A Different Take

Bitter talks about the handgun numbers, and notes that 37,665 of 55,000, or about 66% of NRA certified instructors are certified in handgun disciplines.  I would also add a thought to this mix.  One of the top reasons cited in this study for people leaving the shooting sports, and becoming inactive, was a lack of places to shoot.  Why on earth would you recommend setting aside handguns for rifle disciplines when rifle shooting typically involves an outdoor range, with a lot of land, and ranges typically measured in the hundreds of yards?  Few urban and suburban areas are supporting outdoor ranges and clubs, and the few that do exist are usually private, and not easily available to novice shooters.  I can name at least 5 ranges within 30 miles of me that are indoor pistol ranges, and all of them are public, and offer gun safety instruction to new shooters.

My shooting club, which is lucky enough to have one of the few 200 yard ranges in a suburban area, does handgun silhouette because we don’t have the room to do rifle silhouette.  IHMSA big bore goes out to 200 yards, and the smallbore shooters only out to 100.  Airgun disciplines only out to 18 yards.  NRA rifle silhouette goes out to 600 yards.  NRA High-Power also goes out to 600, and even to 1000 for certain matches.  How many places have room for that?

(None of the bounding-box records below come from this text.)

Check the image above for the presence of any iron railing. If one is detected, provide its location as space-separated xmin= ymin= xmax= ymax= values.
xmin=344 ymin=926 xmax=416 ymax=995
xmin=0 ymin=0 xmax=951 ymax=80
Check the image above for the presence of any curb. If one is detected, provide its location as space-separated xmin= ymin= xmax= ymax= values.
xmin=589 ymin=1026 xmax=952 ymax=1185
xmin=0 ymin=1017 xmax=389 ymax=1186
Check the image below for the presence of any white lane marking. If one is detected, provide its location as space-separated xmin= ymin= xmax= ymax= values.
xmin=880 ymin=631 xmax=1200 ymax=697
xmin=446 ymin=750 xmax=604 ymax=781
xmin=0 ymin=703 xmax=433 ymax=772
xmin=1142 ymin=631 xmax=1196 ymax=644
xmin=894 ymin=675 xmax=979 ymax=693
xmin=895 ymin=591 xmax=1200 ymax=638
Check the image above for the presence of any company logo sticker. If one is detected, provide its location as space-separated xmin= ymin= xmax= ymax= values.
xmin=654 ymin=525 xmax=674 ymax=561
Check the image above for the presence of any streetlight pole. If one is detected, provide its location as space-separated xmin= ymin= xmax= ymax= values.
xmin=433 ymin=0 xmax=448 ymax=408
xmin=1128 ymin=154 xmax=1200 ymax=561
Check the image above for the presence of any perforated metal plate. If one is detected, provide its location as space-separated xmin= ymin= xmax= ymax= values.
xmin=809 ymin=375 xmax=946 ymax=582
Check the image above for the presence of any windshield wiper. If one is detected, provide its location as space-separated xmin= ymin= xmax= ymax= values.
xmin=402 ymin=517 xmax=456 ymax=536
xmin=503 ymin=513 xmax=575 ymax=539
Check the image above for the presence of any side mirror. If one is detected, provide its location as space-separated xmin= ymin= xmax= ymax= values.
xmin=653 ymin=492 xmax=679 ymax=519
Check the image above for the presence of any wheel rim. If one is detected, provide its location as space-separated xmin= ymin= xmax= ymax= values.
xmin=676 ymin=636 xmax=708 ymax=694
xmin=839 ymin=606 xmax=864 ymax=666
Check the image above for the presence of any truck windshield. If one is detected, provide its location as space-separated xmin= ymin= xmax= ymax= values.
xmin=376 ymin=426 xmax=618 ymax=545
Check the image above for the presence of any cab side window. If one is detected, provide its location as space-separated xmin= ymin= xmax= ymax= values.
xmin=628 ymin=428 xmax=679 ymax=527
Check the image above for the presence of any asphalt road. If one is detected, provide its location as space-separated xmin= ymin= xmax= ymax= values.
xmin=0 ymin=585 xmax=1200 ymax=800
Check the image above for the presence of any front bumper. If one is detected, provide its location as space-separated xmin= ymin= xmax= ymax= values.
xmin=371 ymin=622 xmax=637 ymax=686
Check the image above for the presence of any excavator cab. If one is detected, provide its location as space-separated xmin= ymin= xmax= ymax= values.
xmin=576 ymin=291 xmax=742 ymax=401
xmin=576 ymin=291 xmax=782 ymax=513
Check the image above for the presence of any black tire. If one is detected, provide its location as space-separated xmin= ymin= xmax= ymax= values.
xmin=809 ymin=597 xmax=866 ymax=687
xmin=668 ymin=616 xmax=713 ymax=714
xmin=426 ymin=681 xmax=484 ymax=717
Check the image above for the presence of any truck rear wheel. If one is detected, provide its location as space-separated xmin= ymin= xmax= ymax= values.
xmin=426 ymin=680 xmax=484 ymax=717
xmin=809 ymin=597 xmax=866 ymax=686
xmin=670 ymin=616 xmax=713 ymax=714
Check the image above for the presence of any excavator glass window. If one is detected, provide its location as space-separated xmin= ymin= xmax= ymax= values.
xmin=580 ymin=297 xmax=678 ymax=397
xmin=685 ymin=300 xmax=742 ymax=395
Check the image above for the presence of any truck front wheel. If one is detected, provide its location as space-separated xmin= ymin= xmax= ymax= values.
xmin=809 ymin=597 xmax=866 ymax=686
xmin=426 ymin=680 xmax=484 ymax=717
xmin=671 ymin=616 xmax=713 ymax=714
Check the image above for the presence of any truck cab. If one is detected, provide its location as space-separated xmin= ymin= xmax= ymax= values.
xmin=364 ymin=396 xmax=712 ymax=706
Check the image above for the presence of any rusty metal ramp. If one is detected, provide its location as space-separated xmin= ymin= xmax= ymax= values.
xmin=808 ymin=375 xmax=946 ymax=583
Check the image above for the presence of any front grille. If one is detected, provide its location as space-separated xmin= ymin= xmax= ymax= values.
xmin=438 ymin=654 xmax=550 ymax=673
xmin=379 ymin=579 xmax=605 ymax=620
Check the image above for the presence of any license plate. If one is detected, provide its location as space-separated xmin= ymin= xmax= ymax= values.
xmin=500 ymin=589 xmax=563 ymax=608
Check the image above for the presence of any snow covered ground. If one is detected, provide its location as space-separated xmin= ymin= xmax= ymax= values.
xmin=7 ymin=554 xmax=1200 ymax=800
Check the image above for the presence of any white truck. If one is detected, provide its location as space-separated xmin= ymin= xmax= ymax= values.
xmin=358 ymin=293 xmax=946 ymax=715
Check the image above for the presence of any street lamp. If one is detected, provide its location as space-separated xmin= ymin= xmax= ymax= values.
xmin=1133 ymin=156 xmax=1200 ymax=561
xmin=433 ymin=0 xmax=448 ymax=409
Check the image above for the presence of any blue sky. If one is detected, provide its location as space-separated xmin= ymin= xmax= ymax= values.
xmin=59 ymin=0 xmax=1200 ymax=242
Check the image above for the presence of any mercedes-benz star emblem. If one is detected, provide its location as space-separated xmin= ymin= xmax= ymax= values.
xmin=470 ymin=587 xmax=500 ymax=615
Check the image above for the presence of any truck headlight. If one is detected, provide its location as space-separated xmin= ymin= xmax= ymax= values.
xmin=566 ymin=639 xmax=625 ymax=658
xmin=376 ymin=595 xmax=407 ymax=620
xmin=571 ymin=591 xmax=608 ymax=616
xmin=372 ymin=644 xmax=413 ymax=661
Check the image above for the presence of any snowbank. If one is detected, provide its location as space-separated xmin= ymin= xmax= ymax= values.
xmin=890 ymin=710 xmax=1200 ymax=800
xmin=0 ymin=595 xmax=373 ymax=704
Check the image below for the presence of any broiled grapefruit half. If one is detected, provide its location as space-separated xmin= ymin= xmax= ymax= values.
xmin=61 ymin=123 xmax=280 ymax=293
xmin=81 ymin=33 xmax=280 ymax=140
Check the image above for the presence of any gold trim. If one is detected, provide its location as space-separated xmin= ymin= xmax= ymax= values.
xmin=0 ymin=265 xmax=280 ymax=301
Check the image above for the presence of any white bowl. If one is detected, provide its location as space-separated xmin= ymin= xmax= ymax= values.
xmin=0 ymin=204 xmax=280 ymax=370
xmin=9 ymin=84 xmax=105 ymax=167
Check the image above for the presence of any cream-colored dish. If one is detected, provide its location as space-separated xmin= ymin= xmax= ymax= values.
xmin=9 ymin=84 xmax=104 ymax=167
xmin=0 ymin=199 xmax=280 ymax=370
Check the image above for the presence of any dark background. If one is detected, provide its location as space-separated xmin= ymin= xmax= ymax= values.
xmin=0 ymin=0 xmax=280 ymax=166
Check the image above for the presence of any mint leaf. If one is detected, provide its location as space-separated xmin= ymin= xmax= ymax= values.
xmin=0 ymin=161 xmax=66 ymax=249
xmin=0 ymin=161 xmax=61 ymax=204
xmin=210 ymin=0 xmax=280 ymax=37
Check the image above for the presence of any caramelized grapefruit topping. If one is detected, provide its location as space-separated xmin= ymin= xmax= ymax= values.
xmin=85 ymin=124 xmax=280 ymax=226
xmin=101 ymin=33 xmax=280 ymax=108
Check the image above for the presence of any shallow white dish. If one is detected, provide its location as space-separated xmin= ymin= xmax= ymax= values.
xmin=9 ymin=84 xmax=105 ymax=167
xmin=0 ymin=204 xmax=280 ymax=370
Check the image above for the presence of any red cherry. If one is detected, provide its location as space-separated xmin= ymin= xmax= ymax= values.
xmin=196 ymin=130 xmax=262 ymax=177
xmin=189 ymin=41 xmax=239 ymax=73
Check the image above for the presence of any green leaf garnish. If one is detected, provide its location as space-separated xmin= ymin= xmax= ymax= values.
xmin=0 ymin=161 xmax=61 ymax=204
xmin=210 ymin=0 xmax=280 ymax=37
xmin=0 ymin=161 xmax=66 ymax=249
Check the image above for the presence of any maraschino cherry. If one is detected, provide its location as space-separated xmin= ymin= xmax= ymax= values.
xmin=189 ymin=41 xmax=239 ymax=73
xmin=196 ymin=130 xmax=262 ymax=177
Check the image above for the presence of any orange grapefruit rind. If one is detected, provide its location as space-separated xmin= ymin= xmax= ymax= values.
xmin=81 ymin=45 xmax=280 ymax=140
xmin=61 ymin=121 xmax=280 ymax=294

If the fundamental problem in the shooting sports is that populations are becoming increasingly urbanized, then the handguns sports are exactly what we should be emphasizing.  There’s room to do that kind of shooting even in a heavily urbanized environment.  The City of Philadelphia, for instance, has several active pistol ranges.  There are perhaps a dozen of them in the suburbs.  I can count on my fingers the number of ranges that can handle rifle and shotgun sports, and most of those are private clubs, which are more difficult for newbs to get into.  Bitter is right.  The times are a changing, and some people need to get over it.